İzlediğim Türk filmlerinde kasa soyma sahneleri olurdu bazen. Kasayı açmaya uğraşan jön, kulağı kasaya dayalı bazı rakamlar çevirir ve çoğu zaman biz seyircinin duymadığı bir sesi duyar ve yüzünü bir aydınlık kaplardı. Bu kasanın açıldığının göstergesiydi.

 Bu “  trak “ sesi; halk arasındaki amiyane deyimle pek örtüşür benim zihnimde. Hani “ Nerde trak, orda bırak! “ denilir ya. Aynen öyle aslında yaşamın her kesitinde.
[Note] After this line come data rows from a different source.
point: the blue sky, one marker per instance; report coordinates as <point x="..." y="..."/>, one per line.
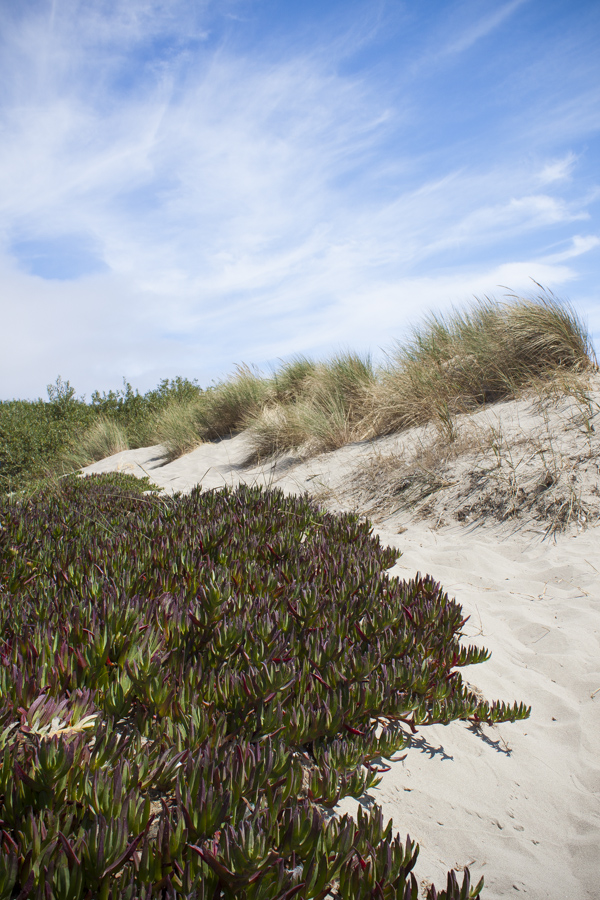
<point x="191" y="184"/>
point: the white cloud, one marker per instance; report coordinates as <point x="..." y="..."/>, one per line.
<point x="557" y="170"/>
<point x="247" y="206"/>
<point x="579" y="244"/>
<point x="481" y="28"/>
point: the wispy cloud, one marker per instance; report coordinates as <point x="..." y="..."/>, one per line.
<point x="177" y="195"/>
<point x="481" y="28"/>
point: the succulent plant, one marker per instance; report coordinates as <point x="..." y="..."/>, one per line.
<point x="188" y="683"/>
Her kesitinde derken özellikle insan ilişkilerini içine almak istedim. Beden dili bize bu konuda çok ipucu veriyor, tabii görmek istersek. Örneğin geçenlerde bir “ Milonga Gecesi “ ne katıldım. Tango dansının ayrıntılarıyla tanıştım. Erkeğin beden dilini okuyarak, ona ayak uydurmaktı bana göre dansın ritmi. Az da olsa buna tanık oldum. Bir erkeğin göğsüne bakarak, nasıl sinyalleri yakalayabileceğinin deneyimini yaşamak çok hoştu. Fakat o kadar! Daha fazlası beni aşar.
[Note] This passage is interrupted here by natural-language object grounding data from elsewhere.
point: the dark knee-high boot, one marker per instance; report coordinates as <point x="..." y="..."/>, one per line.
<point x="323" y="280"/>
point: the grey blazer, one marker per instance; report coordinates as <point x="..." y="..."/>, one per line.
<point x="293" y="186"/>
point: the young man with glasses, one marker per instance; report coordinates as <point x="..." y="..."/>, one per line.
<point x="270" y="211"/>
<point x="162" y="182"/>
Bu deneyimin bana şöyle bir katkısı da oldu; insan ilişkilerinde bazen o “ trak “ sesini duymakla ilgili yaşadığım kararsızlıkların, daha netleştiğine tanık oldum. Sınır çizme ile ilgili aldığım kararlar daha keskinleşti. Neyi istediğim ya da istemediğim konusunda, daha az suçluluk duygusuna teslim olarak, kendimi daha özgür ifade edebiliyorum. Hani o duyulmayan kasa sesinin ardından jönün aydınlanan yüzü gibi; ben de zihnimde bir aydınlanma yaşıyorum. Bu beni çok sevindiriyor.

Bakıyorum sözlere daha az ihtiyacım oluyor. Bu da beni daha az yoruyor. Hatta bazen hiç sözlere gerek kalmadan olay çözümleniyor. Sonuç olumlu ya da olumsuz! Oraya takılmadığım sürece çok büyük bir dinginlik yaşıyorum. Söz bitmişse gerçekten akışa bırakmak dışında zaten başka seçenek yok! Yalnızca bugün için de; Argos’ un tedavi sürecinde sözün bittiği yere geldim. Sesi duydum. Fakat çok sevdiğin, içinden oluk oluk şefkat akıttığın ilişkilerde bu böyle olmuyor. Yüksek Gücüm kabullenebilenlerden eylesin! Âmin!